Talking on your phone on an airplane, especially if you are a Silicon Valley Bank employee whose conversation includes unkind words about Detroit or the phrase “mortgage-backed securities” — especially both.
Using FaceTime in public, especially without headphones or on a bus, and especially without headphones on the M15 uptown between Grand Street and 14th Street last Friday afternoon.
Owning clothes with words on them.
Owning anything with words on it that is not a book, a wayfinding sign of demonstrable utility (not “this way to the beach”), or a piece of paper that is not decorative, especially if those words are “Good Vibes Only.”
L*s Ang*les.
Enjoying — or giving the public appearance of enjoying — outdoor temperatures above 79º.
Vacationing intentionally in warm places.
Amplifying any sound, especially if you run a food service establishment.
Listening to any radio station that is not NPR, especially if the programming includes loud advertisements for pre-owned vehicles.
Standing on the left side of the escalator.
Using Ub*r, unless you are going to stand on the left side of the escalator or at any point yell, “Hold the door!” if you take the train.

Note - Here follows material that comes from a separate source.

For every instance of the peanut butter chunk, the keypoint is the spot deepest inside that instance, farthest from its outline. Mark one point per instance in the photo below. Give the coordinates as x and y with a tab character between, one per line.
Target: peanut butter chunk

Using Ub*r Eats, unless you are going to ask questions or otherwise hold up the line if you pick up your food yourself.
Taking photographs in such a way that people on the sidewalk have to stop to be polite, especially if you appear to be in love.

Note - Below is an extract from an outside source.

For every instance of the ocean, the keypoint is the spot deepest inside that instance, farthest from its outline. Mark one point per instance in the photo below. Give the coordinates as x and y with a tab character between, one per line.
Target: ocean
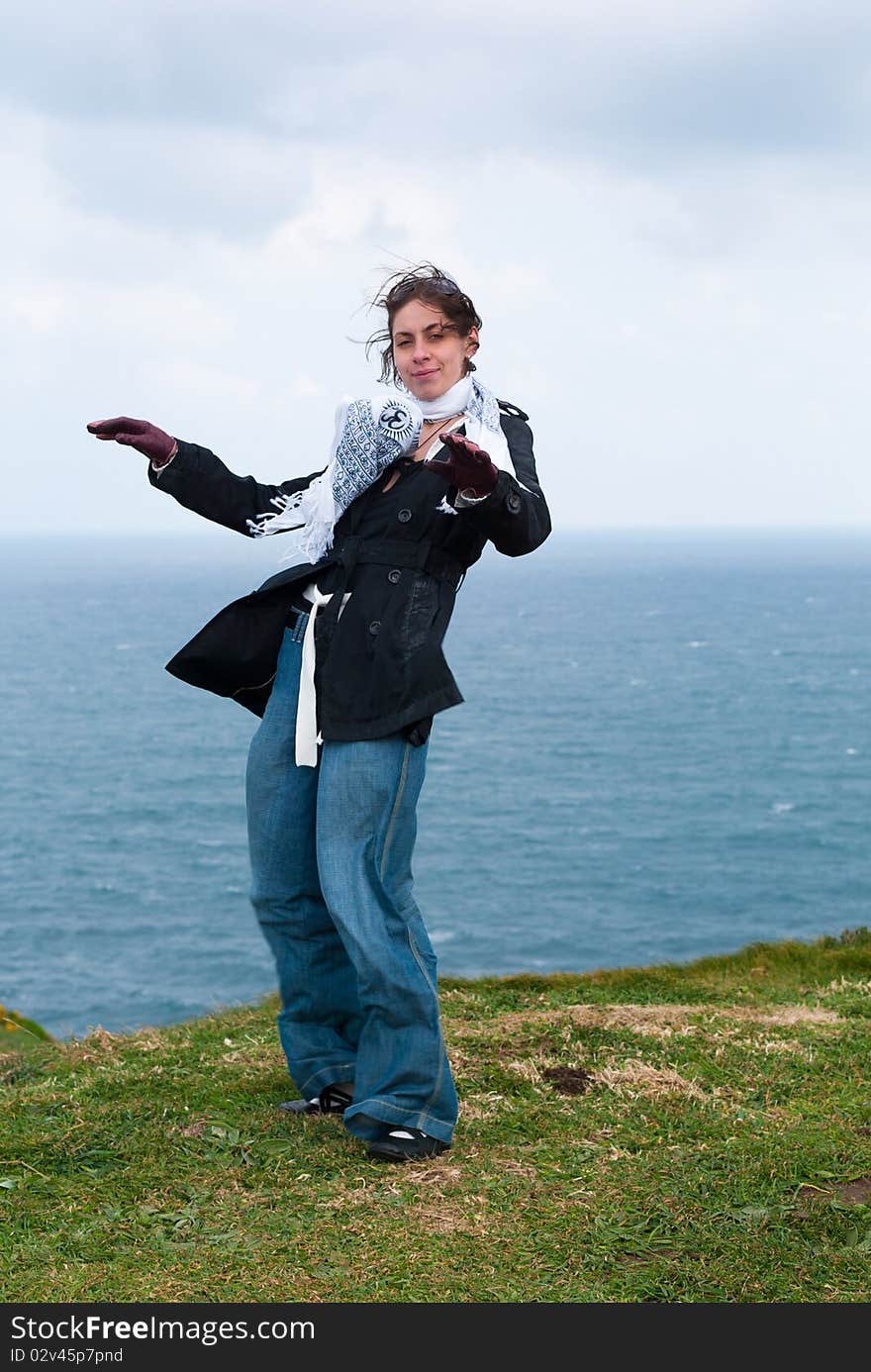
664	752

Being in love in public, especially if you are going to make a big scene of your proposal in the spot where I am trying to read.
Dirt bikes.
Sitting on the ground, especially if you have already graduated from kindergarten.
T*kT*k.
Asking if I have heard of “the serenity prayer.”
Distractions
Things I have been reading, watching, and listening to this week.
“It’s Bama Rush season already?” by Rebecca Jennings in Vox.
I am unable, after offering a list of thirty items of Unacceptable Behavior, to account for my morbid fascination with whatever is happening in this article, which concerns the annual cycle of T*kT*k trends. I do not use T*kT*k and have no intention of doing so. Like illicit drugs, I am sure it must be pleasurable or people would not do it, but I am certain that it would have terrible consequences for me (and I am quite skeptical of anything pleasurable in the first place).
Even so, T*kT*k has begun to seep out of its app-based containment and into something resembling cultural ubiquity. While we are all worse for this, it does necessitate that the rest of us acquire at least a cursory familiarity with the platform, preferably through secondary sources.
Take, for example, Bama Rush, in which the women of the University of Alabama compete for spots in sororities. Bama Rush, we are told, takes over T*kT*k this time of year. Everything about Bama Rush is Unacceptable Behavior, and it has avoided the above list owing only to the fact that it is so completely foreign — so utterly detached from my idea of reality — that to even consider it would be unthinkable.
This pair of videos on dishwashers and their detergents from Technology Connections on YouTube.
When I moved into an apartment with a dishwasher after not having one for three years, I told myself that it would fix all of the problems in my life and that I would finally find peace and happiness. That is a tall order for a $200 appliance that just cleans dishes, but it has delivered on the promise. It is a splendid machine indeed.
Several months into dishwasher ownership, my new quest is to become the best dishwasher owner that I can be — to load the machine better, use the best detergent, and so on. These two videos — well more than an hour combined (but good and fun!) — are the best resource on the exact function of dishwashers, dishwasher detergents, and how we are all washing our dishes wrong. It is impossible to be a good dishwasher owner without understanding the process, the chemistry, and everything else.
For example, dishes need both enzymes and bleach to be properly cleaned, but the products cancel each other out in liquid or gel detergent and can only effectively be delivered in a powder, which makes powder detergent better and more effective. Now you have the burden and responsibility of this knowledge and, unlike the halcyon days of moments ago when you were ignorant, cannot know peace until you have finally replaced your detergent packs and bottles of gel with powder.